As Stokes described, Home, Inc. intends to launch a home repairs initiative next year to “provide critical, healthy, safe, accessible and energy-saving repairs to low-income homeowners” in both Yellow Springs and the neighboring Vale — an intentional community beyond municipal limits.

The project aims to invest an estimated $674,100 to benefit 30 households; the initial ask of Council offering $32,100 to support these home repairs amounted to about 5% of the total amount.

The initial vote on giving Home, Inc. the full amount failed, but was followed by another motion made by Housh to offer $20,000, and only for home repairs in Yellow Springs proper — excluding the Vale. That motion passed by majority vote.

“This is incredibly important,” Housh said of Home, Inc’s home repair program. “Helping people to invest and save on energy is a great way to help people stay in the village and age in place. There is a return on investment here — we get property revenues.”

Of all the Council-sponsored initiatives before the group at their budget meeting, the $108,213 Cascades phase two subsidy and $45,655 in tap fee waivers were by far the largest amount requested for inclusion in the 2026 budget.

In a message to the News, Home, Inc. Executive Director Emily Seibel said the hefty request amounted to about 5% of the project costs, and that it was an amount that would “close the gap” on construction costs that have continually risen since the Cascades were first envisioned, and that the Ohio Housing Finance Agency has recently instituted new funding limits.

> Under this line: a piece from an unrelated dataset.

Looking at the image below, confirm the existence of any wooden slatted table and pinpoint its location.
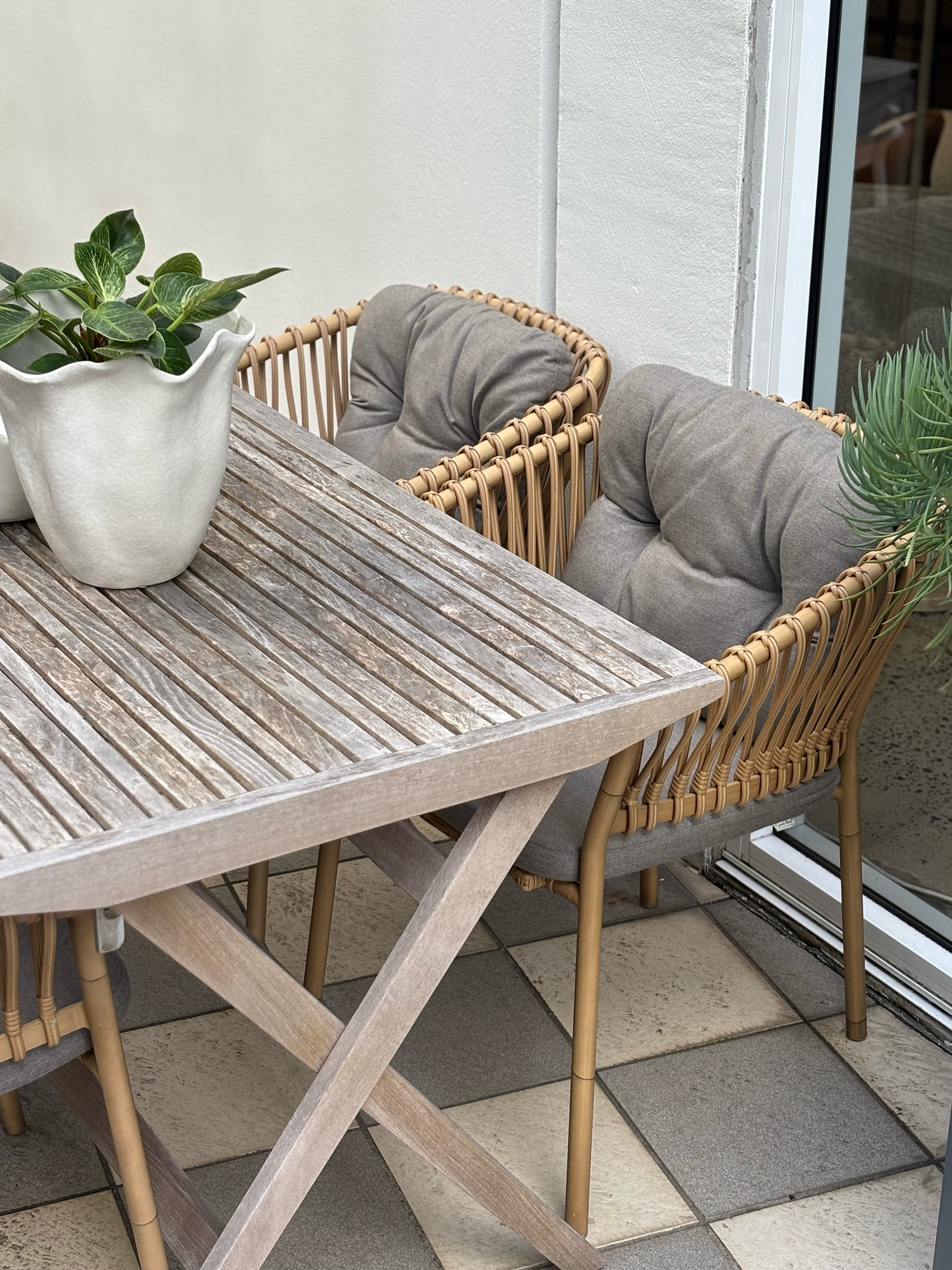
[0,391,721,1270]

“We plan to apply in February 2026 to the state for approximately $1.3 million and hope to have all other funds committed to maximize our [application] score,” Seibel wrote. “We also hope to show local skin in the game to leverage state funding.”

Only a fraction of that “local skin” was shown at last week’s budget meeting.

Stokes initially moved to support phase two of the Cascades project for a total of $108,000, inclusive of eight tap fees. He and Housh voted “yes;” Gustafson, DeVore Leonard and Brown voted “no.”

Housh followed with a second motion, this time to fund only the eight tap fees for an amount of about $60,000, Finance Director Robinson later told the News, to account for fluctuating costs of materials.

That motion passed, with Gustafson voting “no,” and all the other Council members voting “yes.”

At the end of the budget session, Housh said he was proud of the trimming work he and his colleagues did.

“By my calculation, we trimmed Council initiatives by two-thirds,” he said. “I feel like we followed suit with the Village team.”

Robinson said earlier in the meeting that she likewise is optimistic.

“Even though we’re still showing a deficit budget, [Village Manager Burns] and I are going to work our hardest to make sure it’s balanced for 2026,” she said.

DeVore Leonard echoed this sentiment, and said that all the work the Finance Committee and Village administrators have done has made for an “easier path” for balancing the budget in future years.

“But there are these ongoing questions about managing capital expenses,” he said. “And continuing to balance our priorities — that’s really the hard work here. So, what do we want to invest in as a Village? It’s an ongoing question.”

Village Council will officially vote on the finalized 2026 budget in upcoming regular meetings; the group will review the budget as an ordinance, giving it a first reading on Monday, Nov. 17, and then a second reading and public hearing at a subsequent meeting in December.